The colourful and controversial entrepreneur, whose property and business fortune was estimated at more than £1bn at its peak in 2000, was yesterday forced from the chairmanship of ML Laboratories, a UK-listed biotech group.

The banks have been closing in on him since the bubble burst and his investments plunged in value. At least two of his other companies have gone under this year and his humiliation was sealed in a Jersey courtroom, where HSBC applied for the island's Royal Court to seize Mr Leech's assets. These are now estimated at just £15m.

His fortune was built on the sale of the family funeral business in 1982, after which he moved to the Channel Islands. In the decade that followed he dominated Jersey nightlife, owning many of its biggest clubs, and was famed for a lavish lifestyle that included the ownership of yachts, private aircraft, a manor house residence and a box at Old Trafford. He was declared en désastre, as personal bankruptcy is known in Jersey, on Wednesday morning.

ML Labs rushed out its statement on a boardroom shake-up in the last few minutes of trading on the Stock Exchange yesterday.
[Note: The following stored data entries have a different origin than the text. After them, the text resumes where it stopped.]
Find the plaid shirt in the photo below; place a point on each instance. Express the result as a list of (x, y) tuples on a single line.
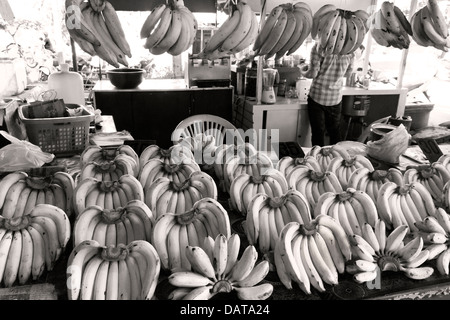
[(326, 87)]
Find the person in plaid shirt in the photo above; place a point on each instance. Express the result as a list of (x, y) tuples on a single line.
[(325, 94)]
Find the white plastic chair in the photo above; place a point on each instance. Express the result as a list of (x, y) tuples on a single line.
[(209, 124)]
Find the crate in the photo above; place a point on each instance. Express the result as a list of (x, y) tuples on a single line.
[(62, 136)]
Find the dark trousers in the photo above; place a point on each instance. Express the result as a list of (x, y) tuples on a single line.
[(324, 119)]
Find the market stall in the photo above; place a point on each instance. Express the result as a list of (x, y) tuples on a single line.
[(115, 208)]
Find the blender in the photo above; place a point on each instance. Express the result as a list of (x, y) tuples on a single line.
[(268, 80)]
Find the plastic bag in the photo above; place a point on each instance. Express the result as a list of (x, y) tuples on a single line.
[(22, 154), (391, 146)]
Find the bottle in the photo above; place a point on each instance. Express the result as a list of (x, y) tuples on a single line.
[(67, 84)]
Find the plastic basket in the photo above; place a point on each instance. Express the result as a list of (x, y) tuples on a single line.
[(62, 136)]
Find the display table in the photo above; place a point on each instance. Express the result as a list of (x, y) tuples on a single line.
[(287, 119), (154, 108)]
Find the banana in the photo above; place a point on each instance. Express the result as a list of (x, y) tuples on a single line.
[(244, 26), (286, 35), (13, 260), (429, 29), (102, 30), (404, 23), (392, 22), (160, 30), (267, 26), (395, 238), (59, 217), (437, 17), (12, 199), (115, 28), (275, 34), (260, 292), (318, 16), (443, 261), (333, 35), (244, 265), (188, 279), (171, 36), (341, 37), (338, 232), (74, 20), (224, 31), (151, 20)]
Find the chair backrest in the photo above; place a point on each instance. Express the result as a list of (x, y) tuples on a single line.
[(208, 124)]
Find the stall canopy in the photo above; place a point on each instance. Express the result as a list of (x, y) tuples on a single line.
[(148, 5)]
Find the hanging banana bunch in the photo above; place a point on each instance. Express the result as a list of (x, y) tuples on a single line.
[(95, 26), (429, 27), (169, 28), (339, 31), (235, 34), (390, 28), (284, 30)]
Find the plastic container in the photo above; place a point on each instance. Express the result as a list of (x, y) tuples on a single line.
[(68, 85), (419, 113), (62, 136)]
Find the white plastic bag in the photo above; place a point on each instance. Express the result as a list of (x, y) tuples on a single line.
[(22, 154)]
The company's shares fell 1.75p to a record low of 10.5p, reducing the value of Mr Leech's 40 per cent stake to £6.5m. The company said Mr Leech's bankruptcy was a "coincidence", and the scale of the boardroom restructuring reflected loss-making ML's need to bring costs under control.

Mr Leech has previously used ML Labs shares as collateral for a loan to another of his companies. Last year he was involved in a legal battle with the widow of the company's founder over an alleged loan, a dispute which was settled by the transfer of 14 million ML shares to the founder's estate.
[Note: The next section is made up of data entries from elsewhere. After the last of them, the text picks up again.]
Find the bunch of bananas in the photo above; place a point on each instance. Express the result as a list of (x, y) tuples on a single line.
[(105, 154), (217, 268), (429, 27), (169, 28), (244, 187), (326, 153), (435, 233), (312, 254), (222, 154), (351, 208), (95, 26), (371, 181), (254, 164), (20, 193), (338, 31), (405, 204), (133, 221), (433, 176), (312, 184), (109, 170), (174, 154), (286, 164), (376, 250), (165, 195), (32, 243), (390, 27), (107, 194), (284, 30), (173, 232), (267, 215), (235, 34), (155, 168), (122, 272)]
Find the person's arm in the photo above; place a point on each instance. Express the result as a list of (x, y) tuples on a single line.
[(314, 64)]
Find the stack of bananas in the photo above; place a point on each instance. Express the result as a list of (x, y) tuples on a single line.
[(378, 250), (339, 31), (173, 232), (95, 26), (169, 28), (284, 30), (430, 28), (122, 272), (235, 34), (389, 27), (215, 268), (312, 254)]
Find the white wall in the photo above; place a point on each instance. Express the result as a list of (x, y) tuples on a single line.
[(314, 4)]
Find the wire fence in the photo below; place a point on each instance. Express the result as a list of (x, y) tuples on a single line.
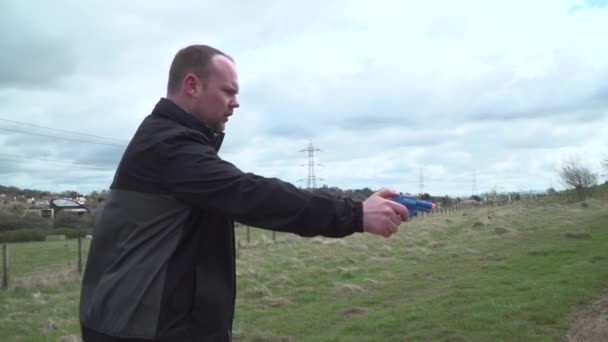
[(29, 264)]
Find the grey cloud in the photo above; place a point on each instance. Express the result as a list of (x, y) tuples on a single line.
[(31, 57)]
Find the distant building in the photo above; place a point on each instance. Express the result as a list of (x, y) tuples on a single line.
[(46, 213)]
Mr Leech's investments included TPN Holdings, which called in receivers in January owing HSBC £16m, and Buyersguide, a holding company whose main investment is the London-listed Venturia, now a shell company. While Venturia continues to trade, Buyersguide is in administration.

A friend of Mr Leech said: "He's involved in a myriad of different businesses and the economic climate has mitigated against the success of those. Meanwhile, banks are running around like headless chickens trying to close every door ­ after the horses have bolted."